Reputation: 874
Below are two classes that control database tables using Code First Entity Framework (DbContext
).
public class Employee
{
[Key]
[DatabaseGenerated(DatabaseGeneratedOption.Identity)]
public int Id { get; set; }
public string EmployeeName { get; set; }
public int DepartmentId { get; set; }
public Department Department { get; set; }
}
--
public class Department
{
[Key]
[DatabaseGenerated(DatabaseGeneratedOption.Identity)]
public int Id { get; set; }
public string DepartmentName { get; set; }
}
If I retrieve the employees with the line below the navigation property for Department
is null:
var employees = _context.Employees.ToList();
However, if I first populate a separate variable with Departments
, like this ...
var departments = _context.Departments.ToList();
var employees = _context.Employees.ToList();
... Each employee in the employees
list contains the Department object.
My question:
What is best practice to populate the navigation property?
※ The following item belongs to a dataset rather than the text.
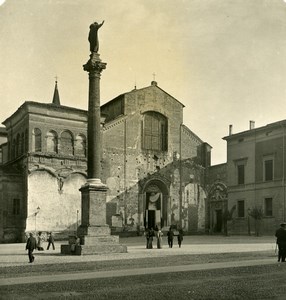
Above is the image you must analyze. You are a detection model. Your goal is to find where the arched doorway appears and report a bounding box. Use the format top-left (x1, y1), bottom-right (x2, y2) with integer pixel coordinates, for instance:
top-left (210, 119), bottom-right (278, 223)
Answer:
top-left (142, 179), bottom-right (170, 228)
I had imagined that Entity Framework would have done this by default and that the ToList()
method would handle the lazy loading.
Upvotes: 3
Views: 4309
Reputation: 489
I solved my problem in EF Core 2.1 using UseLazyLoadingProxies:
protected override void OnConfiguring(DbContextOptionsBuilder optionsBuilder)
=> optionsBuilder
.UseLazyLoadingProxies();
You now need to manually specify that you want it enabled.
Upvotes: 2
Reputation: 64298
Reading the docs/roadmap you'd have realized that lazy loading is not yet supported in EF Core 1.0/1.1.
Currently only .Include
or eager loading is supported, both well documented in the documentation.
You must not assume that all features from EF 6 are available in EF Core. EF Core is a complete rewrite and do not include many of the features of EF6. If you need any of that stuff, you should keep using EF6 instead.
EF Core is good enough for most simple/basic ORM stuff, but even Microsoft recommends to use EF6 for production where you depend on these features.